Let’s start with food. Diabetes is a disease where the pancreas stops making insulin (Type 1), or it either gradually produces less and less insulin or the body can’t figure out what to do with it (Type 2). So since insulin is the hormone that facilitates the transfer of glucose (sugar) into cells for energy, if it’s not present and end up with too much sugar in your bloodstream, that’s where the health trouble comes in. For this reason, there are some obvious changes that must be made… like not eating that huge portion of your favorite pie or substituting a candy bar for a nutritious lunch. For a sugar lover, what used to be considered part of normal life will be gone, and it may even seem like a death in the family.
You also have to give up too many carbohydrates when you transition into your new lifestyle, as they quickly turn into glucose (sugar) that the body can’t deal with anymore. The good news is that once you have made a habit out of eliminating food that your body doesn’t process well, it will ultimately make you feel that much better. Additionally, there are new food products being produced all the time by companies who are marketing specifically to diabetics to fill the void of the foods you must give up. They’re right there in the grocery aisles and they’re pretty good — you probably just hadn’t noticed them. Aside from that, most diabetics can have an occasional treat in moderation. There are a lot of myths surrounding diabetes, for many diabetics, it’s often not as bad as it’s made out to be.

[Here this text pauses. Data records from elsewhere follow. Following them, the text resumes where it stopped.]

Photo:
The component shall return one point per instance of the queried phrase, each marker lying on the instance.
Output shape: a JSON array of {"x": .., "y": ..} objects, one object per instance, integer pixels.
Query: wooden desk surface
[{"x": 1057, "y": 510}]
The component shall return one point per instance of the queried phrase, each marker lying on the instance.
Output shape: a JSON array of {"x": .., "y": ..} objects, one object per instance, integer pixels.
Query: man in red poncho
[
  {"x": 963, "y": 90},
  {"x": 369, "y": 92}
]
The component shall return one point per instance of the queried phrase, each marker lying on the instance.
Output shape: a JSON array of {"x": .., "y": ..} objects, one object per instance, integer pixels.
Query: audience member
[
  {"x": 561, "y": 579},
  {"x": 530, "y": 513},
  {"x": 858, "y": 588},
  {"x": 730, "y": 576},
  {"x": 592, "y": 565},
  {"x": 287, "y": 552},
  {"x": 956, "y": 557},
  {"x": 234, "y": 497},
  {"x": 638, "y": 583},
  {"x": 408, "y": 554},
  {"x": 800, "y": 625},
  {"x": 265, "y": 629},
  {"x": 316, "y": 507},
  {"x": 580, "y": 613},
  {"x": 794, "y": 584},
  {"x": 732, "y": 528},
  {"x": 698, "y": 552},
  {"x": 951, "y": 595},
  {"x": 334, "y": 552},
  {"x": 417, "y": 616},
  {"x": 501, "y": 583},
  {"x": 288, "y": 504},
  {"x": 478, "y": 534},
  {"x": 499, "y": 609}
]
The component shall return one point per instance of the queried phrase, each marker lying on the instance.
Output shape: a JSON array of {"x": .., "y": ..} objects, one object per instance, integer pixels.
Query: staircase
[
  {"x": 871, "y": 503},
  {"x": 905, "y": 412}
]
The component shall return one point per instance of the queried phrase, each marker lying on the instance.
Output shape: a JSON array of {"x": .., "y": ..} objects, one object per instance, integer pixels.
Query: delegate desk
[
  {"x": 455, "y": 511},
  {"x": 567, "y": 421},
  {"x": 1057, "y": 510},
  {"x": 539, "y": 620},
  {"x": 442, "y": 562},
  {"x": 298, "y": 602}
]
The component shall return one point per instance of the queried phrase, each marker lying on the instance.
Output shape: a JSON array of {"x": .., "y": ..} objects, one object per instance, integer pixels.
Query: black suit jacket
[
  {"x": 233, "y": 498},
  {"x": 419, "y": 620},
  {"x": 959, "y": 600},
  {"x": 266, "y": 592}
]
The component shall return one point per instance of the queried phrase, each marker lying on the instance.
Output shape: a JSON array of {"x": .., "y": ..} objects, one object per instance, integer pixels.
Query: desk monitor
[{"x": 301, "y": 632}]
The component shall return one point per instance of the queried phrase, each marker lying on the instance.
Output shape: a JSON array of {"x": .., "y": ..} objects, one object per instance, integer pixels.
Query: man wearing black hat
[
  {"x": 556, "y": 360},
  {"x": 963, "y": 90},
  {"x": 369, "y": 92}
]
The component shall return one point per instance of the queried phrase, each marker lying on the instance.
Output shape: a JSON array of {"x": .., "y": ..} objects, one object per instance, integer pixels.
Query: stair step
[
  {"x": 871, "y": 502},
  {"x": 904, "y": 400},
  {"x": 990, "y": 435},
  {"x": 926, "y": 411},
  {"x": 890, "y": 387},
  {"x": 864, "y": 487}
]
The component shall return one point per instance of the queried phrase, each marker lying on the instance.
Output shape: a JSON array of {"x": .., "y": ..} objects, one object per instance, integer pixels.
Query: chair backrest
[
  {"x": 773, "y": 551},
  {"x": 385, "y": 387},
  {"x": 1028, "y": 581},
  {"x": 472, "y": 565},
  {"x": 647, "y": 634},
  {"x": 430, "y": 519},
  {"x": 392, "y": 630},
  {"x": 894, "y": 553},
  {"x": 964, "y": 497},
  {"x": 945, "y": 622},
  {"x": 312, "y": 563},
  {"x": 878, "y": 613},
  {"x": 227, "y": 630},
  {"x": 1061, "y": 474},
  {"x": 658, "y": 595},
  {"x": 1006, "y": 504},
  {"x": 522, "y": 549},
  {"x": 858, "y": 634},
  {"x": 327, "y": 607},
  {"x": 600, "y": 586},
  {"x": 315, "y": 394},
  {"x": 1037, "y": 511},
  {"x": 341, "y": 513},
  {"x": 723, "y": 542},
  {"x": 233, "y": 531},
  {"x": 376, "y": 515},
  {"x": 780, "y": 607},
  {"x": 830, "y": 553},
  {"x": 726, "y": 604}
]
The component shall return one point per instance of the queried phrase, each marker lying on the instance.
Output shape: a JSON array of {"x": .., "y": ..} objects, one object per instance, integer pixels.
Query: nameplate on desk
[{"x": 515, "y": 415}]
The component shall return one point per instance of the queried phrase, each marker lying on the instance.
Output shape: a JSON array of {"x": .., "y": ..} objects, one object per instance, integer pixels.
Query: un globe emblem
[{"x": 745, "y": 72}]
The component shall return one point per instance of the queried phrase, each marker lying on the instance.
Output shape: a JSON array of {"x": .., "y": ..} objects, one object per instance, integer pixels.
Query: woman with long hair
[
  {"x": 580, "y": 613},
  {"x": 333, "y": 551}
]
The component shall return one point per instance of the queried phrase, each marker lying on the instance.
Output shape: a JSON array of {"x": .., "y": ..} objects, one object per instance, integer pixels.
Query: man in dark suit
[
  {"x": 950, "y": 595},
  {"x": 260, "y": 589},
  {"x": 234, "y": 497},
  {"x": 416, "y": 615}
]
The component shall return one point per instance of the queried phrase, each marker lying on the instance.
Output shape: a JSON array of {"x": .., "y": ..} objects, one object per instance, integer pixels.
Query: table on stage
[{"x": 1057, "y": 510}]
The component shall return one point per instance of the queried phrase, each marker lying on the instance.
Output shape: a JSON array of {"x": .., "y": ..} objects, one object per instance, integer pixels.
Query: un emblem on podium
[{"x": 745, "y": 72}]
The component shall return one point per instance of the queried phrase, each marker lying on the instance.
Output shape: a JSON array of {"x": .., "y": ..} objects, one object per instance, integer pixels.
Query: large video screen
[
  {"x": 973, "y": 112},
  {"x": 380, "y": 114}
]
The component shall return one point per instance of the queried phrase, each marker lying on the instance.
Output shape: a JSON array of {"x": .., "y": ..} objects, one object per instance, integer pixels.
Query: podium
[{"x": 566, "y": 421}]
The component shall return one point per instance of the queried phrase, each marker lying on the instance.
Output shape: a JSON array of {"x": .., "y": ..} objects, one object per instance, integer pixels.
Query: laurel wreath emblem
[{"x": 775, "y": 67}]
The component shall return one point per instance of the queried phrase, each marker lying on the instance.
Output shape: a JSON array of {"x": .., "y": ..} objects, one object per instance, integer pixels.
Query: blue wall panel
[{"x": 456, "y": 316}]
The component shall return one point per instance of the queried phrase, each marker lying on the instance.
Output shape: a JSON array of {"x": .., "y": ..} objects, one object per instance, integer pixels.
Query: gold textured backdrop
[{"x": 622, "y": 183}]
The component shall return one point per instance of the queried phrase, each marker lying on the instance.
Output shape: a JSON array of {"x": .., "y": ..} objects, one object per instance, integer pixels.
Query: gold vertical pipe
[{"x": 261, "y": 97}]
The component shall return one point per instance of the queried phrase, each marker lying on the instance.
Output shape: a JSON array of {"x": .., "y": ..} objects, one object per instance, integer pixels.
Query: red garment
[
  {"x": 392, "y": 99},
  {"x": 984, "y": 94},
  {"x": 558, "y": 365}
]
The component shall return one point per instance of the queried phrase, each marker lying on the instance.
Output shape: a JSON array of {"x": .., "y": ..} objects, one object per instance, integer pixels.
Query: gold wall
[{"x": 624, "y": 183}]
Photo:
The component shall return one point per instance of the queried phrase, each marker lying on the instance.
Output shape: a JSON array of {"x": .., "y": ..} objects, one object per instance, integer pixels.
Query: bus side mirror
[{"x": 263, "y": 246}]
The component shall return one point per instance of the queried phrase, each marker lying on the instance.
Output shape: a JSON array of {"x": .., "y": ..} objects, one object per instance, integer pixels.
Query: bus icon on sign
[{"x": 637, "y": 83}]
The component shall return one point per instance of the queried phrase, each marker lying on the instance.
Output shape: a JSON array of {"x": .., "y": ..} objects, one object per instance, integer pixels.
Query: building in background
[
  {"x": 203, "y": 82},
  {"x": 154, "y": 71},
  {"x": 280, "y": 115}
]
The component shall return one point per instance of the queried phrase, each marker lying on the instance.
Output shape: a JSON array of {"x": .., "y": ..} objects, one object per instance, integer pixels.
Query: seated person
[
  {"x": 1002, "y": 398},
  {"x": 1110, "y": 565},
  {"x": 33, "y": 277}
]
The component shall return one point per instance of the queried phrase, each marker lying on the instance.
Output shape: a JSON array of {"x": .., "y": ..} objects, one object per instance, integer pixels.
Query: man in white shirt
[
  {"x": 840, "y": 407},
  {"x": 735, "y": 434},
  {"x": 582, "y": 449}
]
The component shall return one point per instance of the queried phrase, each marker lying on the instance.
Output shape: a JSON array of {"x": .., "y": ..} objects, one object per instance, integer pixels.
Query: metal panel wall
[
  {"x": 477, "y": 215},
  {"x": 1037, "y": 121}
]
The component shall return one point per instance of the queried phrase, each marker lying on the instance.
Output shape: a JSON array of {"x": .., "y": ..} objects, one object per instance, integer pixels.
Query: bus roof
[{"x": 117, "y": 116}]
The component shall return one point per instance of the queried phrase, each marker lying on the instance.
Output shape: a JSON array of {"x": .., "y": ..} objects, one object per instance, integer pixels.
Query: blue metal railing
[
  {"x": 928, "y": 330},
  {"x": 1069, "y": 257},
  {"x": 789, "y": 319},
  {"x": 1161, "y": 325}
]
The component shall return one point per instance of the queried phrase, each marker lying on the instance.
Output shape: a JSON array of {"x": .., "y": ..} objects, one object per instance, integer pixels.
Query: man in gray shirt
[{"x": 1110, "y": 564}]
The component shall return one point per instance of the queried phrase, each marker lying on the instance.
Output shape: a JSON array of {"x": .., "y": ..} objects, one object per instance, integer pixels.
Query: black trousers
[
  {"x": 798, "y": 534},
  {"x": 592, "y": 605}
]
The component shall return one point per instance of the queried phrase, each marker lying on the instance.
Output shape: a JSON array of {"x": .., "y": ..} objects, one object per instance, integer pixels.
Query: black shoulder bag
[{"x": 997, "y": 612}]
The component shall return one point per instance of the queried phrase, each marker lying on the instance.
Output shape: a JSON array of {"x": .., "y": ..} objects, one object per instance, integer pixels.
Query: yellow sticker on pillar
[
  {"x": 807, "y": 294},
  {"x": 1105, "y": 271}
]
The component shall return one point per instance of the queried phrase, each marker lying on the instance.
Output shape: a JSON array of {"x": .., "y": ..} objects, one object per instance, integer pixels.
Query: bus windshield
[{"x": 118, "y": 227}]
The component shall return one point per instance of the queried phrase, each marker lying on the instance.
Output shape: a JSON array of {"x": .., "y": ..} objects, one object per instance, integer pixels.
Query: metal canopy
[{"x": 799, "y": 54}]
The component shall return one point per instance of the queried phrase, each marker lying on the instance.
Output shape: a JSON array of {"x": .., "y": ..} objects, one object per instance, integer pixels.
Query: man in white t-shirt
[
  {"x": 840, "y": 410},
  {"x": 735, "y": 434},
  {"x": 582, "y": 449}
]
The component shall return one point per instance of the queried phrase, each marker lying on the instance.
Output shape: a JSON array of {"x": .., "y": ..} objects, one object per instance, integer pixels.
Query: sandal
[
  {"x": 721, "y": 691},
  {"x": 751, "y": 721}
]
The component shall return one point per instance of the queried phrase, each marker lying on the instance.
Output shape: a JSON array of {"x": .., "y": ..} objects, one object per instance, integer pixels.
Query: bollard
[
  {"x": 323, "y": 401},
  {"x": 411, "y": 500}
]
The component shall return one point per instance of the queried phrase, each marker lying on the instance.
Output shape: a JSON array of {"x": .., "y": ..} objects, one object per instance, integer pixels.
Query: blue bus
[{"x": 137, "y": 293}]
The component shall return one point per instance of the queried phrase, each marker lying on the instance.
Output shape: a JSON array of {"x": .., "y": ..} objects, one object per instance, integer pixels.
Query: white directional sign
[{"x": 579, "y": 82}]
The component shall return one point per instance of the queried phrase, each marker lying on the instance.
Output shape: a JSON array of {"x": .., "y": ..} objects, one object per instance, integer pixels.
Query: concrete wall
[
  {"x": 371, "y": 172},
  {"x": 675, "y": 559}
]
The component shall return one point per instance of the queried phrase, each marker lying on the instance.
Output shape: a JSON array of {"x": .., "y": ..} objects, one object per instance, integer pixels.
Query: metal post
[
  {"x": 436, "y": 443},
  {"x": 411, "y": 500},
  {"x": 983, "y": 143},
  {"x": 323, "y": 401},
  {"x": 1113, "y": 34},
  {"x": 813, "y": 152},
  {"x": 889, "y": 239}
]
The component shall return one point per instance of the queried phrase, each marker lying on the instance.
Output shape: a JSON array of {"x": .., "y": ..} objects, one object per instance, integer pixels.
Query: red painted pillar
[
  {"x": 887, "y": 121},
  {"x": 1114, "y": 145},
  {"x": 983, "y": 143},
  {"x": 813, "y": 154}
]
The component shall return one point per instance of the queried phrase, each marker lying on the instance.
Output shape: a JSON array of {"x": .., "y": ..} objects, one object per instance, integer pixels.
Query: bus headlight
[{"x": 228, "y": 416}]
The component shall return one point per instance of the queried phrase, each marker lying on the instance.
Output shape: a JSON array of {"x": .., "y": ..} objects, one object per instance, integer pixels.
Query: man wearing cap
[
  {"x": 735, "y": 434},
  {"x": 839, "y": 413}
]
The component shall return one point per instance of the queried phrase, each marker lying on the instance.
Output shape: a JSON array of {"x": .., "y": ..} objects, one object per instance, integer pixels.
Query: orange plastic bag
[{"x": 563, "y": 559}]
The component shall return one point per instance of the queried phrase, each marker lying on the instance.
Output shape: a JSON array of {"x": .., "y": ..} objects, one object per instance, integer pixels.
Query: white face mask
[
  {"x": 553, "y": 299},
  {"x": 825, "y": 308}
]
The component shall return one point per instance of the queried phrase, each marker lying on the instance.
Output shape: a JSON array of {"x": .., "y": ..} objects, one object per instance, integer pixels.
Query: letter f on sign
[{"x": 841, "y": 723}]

Exercise must also become a permanent part of your daily routine. Diabetics have to get moving, because exercise lowers blood sugar levels and increases how effective insulin is in your body. Exercise also lowers blood pressure and increases circulation, which can be a huge problem for diabetics.
The most difficult change in lifestyle that diabetics face, however, is monitoring blood sugar and injecting insulin. Taking regular blood sugar samples and getting a meter to determine safe levels is really important for staying healthy, especially for Type 1 diabetics, specifically, who must inject insulin into their body in order to function properly. While having to test blood sugar regularly may be cumbersome, there have been great strides made in blood sugar meters and testing, making it simple to perform any time, and anywhere.
Living with diabetes may be a huge change. But not all change is bad. So, keep a positive attitude if you end up with many lifestyle changes: consider it a new challenge to conquer instead. Life is a gift!